The moon’s poles have no fixed address
Ancient volcanoes may have shifted lunar balance and sent surface spots wandering
The moon’s poles have slightly shifted over the last several billion years, a new study suggests. And extinct lunar volcanoes might be to blame.
Ancient deposits of water ice mark where the poles used to be, researchers report online March 23 in Nature. These deposits are probably left behind by water that collected in shadowed locales that used to be at the poles, Matt Siegler of the Planetary Science Institute in Tucson and colleagues suggest. The deposits are on opposing sides of the moon, offset from the contemporary poles by about 6 degrees and can be connected by a straight line drawn through the moon’s center.

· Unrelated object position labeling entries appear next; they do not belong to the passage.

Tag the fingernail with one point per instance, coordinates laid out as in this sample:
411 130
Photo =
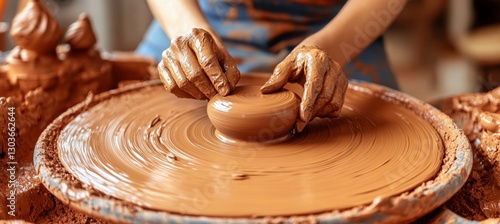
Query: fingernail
300 125
224 91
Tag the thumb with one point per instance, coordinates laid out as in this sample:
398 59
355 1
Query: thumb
278 79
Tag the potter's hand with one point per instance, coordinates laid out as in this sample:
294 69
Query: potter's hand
323 80
195 67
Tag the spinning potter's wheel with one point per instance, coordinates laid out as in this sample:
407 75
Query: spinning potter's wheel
140 154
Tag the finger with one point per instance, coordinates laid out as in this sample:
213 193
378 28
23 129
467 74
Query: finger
278 79
312 87
192 70
328 88
178 75
206 52
333 108
290 69
229 68
169 83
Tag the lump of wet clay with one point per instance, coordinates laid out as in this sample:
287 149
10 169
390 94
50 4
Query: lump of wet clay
248 115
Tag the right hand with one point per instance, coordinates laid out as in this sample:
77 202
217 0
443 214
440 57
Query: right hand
194 66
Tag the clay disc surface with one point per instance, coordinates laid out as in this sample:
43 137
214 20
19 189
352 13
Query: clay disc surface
155 150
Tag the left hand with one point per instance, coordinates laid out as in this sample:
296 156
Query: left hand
323 80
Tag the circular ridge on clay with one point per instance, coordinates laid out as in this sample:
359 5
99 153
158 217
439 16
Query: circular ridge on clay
403 207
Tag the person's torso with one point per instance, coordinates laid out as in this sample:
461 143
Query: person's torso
269 24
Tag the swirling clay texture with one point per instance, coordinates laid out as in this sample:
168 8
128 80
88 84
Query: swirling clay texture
249 115
157 151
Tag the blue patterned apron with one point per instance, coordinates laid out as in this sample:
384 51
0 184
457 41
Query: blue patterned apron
261 33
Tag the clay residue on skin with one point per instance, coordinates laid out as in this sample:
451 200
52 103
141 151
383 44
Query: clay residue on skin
362 152
249 115
478 114
194 66
323 80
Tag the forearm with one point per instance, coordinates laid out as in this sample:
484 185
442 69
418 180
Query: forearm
178 17
356 26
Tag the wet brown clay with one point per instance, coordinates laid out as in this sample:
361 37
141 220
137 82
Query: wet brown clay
170 159
249 115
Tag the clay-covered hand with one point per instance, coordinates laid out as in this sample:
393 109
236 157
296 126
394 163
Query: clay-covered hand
322 78
194 66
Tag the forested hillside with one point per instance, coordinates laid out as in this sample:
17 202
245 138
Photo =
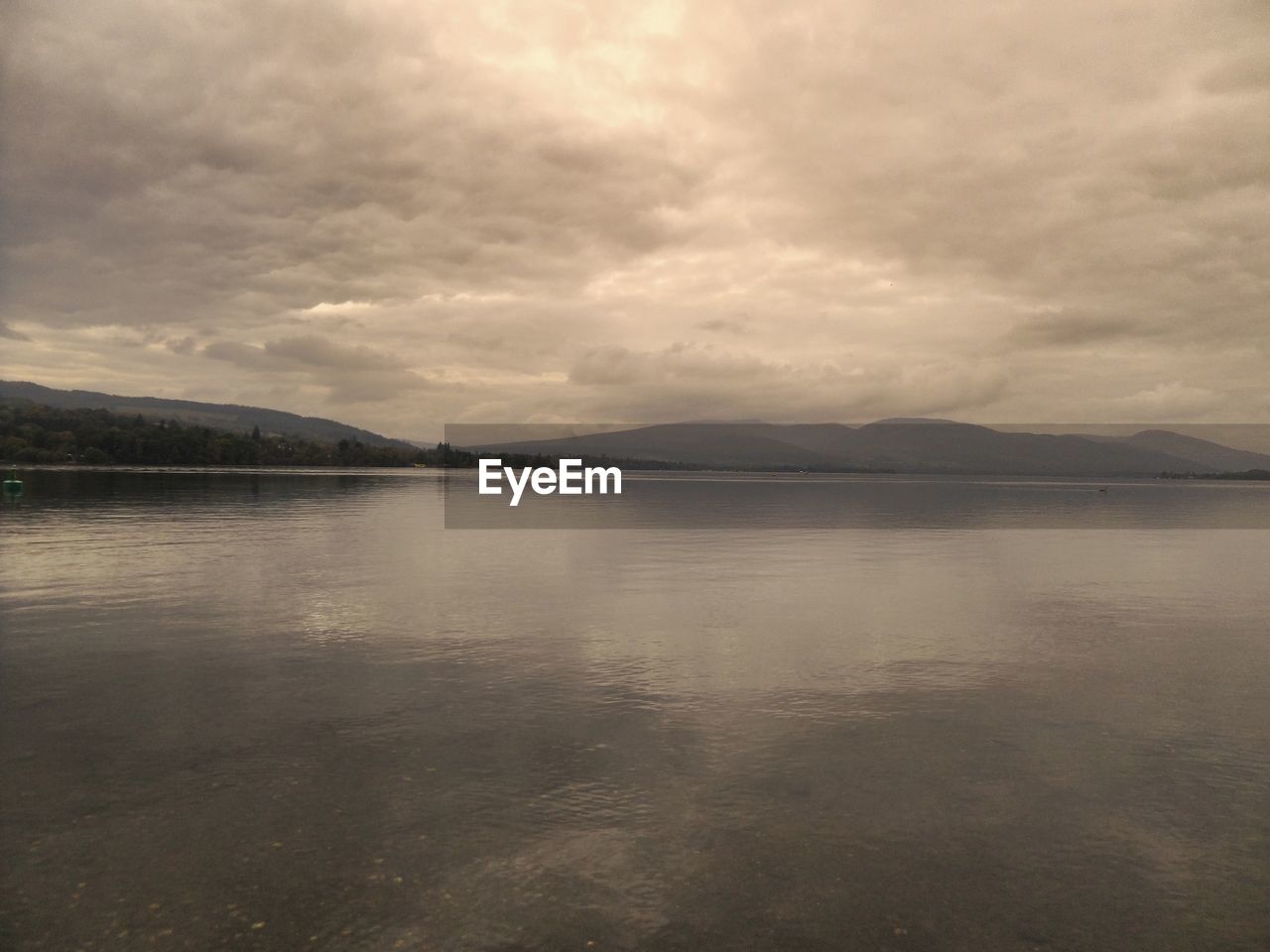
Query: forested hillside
33 433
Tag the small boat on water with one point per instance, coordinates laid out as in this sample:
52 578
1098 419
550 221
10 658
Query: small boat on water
13 485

Siegler and colleagues found the ancient poles by reanalyzing data from NASA’s Lunar Prospector mission, which launched in 1998 and spent 18 months orbiting the moon, alongside a bevy of insights from recent moon missions. One of Prospector’s instruments recorded the speeds of neutrons streaming from the lunar surface. The spacecraft found regions that lack high-speed neutrons, which presumably have been slowed by hydrogen atoms from water molecules. Those hydrogen deposits are useful proxies for mapping water ice.
Poles can wander as mass shifts inside a planet or moon. In this case, a region within Oceanus Procellarum — a vast dark landscape that faces Earth — is the most likely culprit. Procellarum is a sea of hardened magma left behind by volcanic eruptions. After lunar lava relocated to the surface more than 3.5 billion years ago, the poles meandered as the moon rebalanced itself, the researchers suggest.